Two-Thirds Of Drivers Say Removing The Hard Shoulder Is Dangerous
The majority of British drivers feel that removing the hard shoulder on motorways is dangerous. That’s according to a new survey conducted by the RAC…
According to the RAC’s research, 68% of motorists feel that removing hard shoulders compromises safety. Specifically, this concerns divers who breakdown on all-lane running smart motorways; leaving them effectively stranded. Over 100 miles of hard shoulder has been converted by Highways England, allowing them to be used a live lanes as and when required. In some cases, the hard shoulder has been permanently removed. When this is the case, refuge areas are spaced 1.6 miles apart. But seven out of ten motorists (72%) are worried that they’d be unable to reach these in time. Just 51% of them know what to do should they be unable to reach a refuge areas; meaning millions are potentially vulnerable.
Nicholas Lyes, RAC head of roads policy, regards the research as conclusive. He said, “motorists strongly believe the permanent removal of the hard shoulder compromises safety and tell us that emergency SOS areas are located too far apart at intervals of up to 1.6 miles”. He added, “we have consistently highlighted our concerns about this type of smart motorway to the Government, MPs and Highways England so we hope these findings add further support to our calls for action”.
Confusion And Carelessness
A part of the problem with smart motorways is the fact that many drivers simply don’t understand them.
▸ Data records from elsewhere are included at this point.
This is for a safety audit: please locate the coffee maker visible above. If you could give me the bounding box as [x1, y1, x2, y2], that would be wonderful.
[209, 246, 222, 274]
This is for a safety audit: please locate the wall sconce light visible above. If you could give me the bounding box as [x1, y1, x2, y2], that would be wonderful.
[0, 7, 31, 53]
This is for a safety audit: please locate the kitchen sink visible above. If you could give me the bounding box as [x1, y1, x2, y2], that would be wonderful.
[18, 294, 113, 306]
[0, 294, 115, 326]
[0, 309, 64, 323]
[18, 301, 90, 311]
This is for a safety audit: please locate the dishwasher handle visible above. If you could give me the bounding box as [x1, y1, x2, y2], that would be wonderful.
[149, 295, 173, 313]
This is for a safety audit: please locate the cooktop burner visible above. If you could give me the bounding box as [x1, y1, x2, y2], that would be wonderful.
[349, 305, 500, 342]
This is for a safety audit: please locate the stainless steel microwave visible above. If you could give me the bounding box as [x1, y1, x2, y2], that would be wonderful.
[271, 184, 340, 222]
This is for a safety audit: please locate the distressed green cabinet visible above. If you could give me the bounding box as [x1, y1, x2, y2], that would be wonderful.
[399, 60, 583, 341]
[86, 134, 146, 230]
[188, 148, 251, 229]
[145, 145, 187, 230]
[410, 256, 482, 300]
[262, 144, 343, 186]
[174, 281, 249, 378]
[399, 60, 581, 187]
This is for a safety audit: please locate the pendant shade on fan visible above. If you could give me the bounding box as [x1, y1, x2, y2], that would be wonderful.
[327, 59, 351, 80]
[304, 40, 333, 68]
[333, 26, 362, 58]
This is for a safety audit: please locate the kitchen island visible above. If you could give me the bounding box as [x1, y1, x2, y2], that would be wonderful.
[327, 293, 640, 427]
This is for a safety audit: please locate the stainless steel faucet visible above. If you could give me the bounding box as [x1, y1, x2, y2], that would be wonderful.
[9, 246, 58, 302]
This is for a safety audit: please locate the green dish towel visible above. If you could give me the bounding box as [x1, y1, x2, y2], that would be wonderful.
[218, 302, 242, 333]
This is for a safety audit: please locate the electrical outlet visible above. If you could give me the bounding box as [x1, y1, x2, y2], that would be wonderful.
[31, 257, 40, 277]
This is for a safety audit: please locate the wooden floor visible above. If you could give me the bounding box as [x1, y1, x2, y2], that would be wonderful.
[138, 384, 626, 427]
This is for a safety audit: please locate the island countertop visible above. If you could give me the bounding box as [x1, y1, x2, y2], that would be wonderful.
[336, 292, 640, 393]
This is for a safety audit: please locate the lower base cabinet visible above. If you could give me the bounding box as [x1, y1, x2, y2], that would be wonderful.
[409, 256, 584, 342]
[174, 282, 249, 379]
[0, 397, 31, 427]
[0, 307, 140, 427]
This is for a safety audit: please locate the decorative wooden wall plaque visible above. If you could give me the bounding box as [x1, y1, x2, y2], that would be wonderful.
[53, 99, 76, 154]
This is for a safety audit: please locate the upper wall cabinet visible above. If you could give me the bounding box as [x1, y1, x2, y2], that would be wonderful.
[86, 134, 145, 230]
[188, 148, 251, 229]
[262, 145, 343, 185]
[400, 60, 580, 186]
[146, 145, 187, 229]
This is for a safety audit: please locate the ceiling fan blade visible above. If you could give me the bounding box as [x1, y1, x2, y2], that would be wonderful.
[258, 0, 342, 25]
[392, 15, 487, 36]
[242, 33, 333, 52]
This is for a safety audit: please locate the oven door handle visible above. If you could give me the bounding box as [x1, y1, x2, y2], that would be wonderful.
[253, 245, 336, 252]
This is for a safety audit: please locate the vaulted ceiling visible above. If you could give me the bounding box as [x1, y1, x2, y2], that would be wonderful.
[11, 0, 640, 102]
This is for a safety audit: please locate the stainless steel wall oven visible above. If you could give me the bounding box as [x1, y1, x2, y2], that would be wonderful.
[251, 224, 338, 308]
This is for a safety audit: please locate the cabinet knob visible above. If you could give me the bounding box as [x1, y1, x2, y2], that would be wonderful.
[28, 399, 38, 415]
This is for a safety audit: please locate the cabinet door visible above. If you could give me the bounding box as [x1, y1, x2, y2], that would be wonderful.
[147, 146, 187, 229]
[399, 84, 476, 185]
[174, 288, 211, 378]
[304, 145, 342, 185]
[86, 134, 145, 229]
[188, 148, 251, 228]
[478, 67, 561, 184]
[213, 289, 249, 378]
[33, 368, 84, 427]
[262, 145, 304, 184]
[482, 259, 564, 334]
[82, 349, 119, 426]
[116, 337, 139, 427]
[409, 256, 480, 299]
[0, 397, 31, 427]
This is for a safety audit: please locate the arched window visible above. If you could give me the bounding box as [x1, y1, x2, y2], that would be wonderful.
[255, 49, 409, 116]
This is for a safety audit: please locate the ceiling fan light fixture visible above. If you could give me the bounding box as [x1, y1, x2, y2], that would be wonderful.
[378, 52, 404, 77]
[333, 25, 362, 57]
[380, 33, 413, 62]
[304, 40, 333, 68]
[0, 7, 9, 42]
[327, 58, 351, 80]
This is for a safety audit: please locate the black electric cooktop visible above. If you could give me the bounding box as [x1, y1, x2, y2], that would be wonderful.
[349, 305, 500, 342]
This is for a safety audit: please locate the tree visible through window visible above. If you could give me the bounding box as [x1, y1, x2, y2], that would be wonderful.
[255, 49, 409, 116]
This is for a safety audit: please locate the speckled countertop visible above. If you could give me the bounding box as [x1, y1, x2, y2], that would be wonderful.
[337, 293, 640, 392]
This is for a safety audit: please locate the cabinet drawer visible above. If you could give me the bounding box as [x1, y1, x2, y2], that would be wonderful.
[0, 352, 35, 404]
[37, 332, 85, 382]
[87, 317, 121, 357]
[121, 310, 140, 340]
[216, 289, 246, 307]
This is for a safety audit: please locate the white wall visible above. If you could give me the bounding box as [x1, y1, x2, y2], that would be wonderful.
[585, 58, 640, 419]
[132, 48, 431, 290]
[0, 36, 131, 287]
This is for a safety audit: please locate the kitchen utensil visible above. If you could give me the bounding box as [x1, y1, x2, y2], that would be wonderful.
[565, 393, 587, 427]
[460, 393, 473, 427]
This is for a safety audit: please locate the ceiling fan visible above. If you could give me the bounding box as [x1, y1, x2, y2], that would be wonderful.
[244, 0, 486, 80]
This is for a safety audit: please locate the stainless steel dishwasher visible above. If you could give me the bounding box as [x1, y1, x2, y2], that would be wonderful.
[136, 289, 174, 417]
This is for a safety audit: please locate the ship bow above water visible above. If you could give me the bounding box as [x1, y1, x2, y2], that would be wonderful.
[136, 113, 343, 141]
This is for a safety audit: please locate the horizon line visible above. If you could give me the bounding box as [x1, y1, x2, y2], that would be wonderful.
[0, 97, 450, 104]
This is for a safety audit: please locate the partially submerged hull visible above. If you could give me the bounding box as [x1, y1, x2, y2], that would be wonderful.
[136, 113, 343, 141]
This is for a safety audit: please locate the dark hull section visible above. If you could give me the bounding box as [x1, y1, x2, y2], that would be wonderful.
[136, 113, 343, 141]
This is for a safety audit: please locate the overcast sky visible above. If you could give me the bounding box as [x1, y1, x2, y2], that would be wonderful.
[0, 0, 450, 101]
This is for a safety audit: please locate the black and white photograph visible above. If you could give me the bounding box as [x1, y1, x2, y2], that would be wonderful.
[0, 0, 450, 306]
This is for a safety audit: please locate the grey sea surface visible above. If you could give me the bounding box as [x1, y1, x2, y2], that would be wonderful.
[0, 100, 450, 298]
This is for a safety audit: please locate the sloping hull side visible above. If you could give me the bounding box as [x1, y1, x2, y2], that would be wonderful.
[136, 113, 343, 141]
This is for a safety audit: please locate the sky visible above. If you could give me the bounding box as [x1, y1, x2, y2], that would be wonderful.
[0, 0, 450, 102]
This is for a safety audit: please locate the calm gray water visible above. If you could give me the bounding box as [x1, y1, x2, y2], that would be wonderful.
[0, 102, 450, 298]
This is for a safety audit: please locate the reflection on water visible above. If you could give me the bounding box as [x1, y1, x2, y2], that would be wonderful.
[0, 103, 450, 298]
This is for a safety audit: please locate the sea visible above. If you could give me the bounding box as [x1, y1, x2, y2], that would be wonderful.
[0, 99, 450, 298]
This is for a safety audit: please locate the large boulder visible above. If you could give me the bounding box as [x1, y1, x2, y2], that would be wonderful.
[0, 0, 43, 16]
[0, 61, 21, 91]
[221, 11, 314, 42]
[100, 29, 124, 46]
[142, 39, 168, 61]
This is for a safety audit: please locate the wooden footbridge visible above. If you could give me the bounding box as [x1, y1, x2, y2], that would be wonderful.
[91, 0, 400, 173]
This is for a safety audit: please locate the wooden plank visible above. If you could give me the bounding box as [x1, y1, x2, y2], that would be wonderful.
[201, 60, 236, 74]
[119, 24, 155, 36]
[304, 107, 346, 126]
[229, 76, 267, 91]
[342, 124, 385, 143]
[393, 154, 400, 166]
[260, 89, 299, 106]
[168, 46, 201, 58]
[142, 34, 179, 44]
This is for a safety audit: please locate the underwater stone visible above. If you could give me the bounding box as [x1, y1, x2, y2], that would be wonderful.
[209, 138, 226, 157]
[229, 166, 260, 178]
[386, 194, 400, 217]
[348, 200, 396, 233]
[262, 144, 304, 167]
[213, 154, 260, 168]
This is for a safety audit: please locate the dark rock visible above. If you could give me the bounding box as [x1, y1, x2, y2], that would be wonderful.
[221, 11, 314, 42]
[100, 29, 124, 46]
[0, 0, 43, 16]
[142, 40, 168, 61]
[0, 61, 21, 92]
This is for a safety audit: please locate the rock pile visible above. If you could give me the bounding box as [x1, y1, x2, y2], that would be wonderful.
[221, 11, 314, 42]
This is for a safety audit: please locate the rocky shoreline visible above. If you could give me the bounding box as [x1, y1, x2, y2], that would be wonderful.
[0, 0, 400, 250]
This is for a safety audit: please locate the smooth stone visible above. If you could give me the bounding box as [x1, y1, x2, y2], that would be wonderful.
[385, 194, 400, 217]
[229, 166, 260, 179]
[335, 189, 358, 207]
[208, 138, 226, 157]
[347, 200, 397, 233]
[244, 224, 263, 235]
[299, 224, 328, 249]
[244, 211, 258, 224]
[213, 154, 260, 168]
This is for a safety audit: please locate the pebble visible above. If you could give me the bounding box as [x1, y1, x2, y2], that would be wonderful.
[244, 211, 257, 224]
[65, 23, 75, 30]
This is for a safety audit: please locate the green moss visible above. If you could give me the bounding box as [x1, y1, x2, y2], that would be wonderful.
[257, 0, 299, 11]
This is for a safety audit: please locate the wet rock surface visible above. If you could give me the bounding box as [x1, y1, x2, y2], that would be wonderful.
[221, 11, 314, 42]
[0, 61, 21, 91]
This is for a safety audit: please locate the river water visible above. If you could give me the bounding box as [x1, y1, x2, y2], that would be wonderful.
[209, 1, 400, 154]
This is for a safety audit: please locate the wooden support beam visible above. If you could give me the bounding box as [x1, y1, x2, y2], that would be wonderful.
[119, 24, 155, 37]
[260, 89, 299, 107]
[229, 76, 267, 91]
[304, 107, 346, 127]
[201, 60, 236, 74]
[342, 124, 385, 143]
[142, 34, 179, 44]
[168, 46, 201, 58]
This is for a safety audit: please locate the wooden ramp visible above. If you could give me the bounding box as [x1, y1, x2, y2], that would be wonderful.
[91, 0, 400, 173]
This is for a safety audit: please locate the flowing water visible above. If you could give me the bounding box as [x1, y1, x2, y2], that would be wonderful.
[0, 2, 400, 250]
Highways England Chief Executive, Jim O’Sullivan, admitted to the Transport Select Committee that the motorways were “too complicated for people to use”. He also admitted that little testing had been done to understand how safe they were. He went on record as saying “I am persuaded that the difference is so slight that we would have not looked into it”. In essence, are large number of drivers simply don’t know when they can use hard shoulders as a live lane and when they shouldn’t. Some simply choose to ignore whether they’re open or not altogether.
It’s this ignorance that’s at the heart of the problem. Sometimes the hard shoulder isn’t in use and is therefore used as a refuge area. But confused or irresponsible drivers still use them, colliding with stationary cars and motorists. In other cases, turning them into live lanes means there’s often no where to seek refuge; leaving drivers stranded on busy stretches of motorways. As Lyes has stressed, “it is imperative drivers have the confidence to know they will be protected from traffic in the event they suffer a breakdown in live lane on ‘all lane running’ motorway”. For most motorists, it’s clear that refuge areas every 1.6 miles just isn’t good enough. Those who have lost friends and family members, no doubt, agree with them.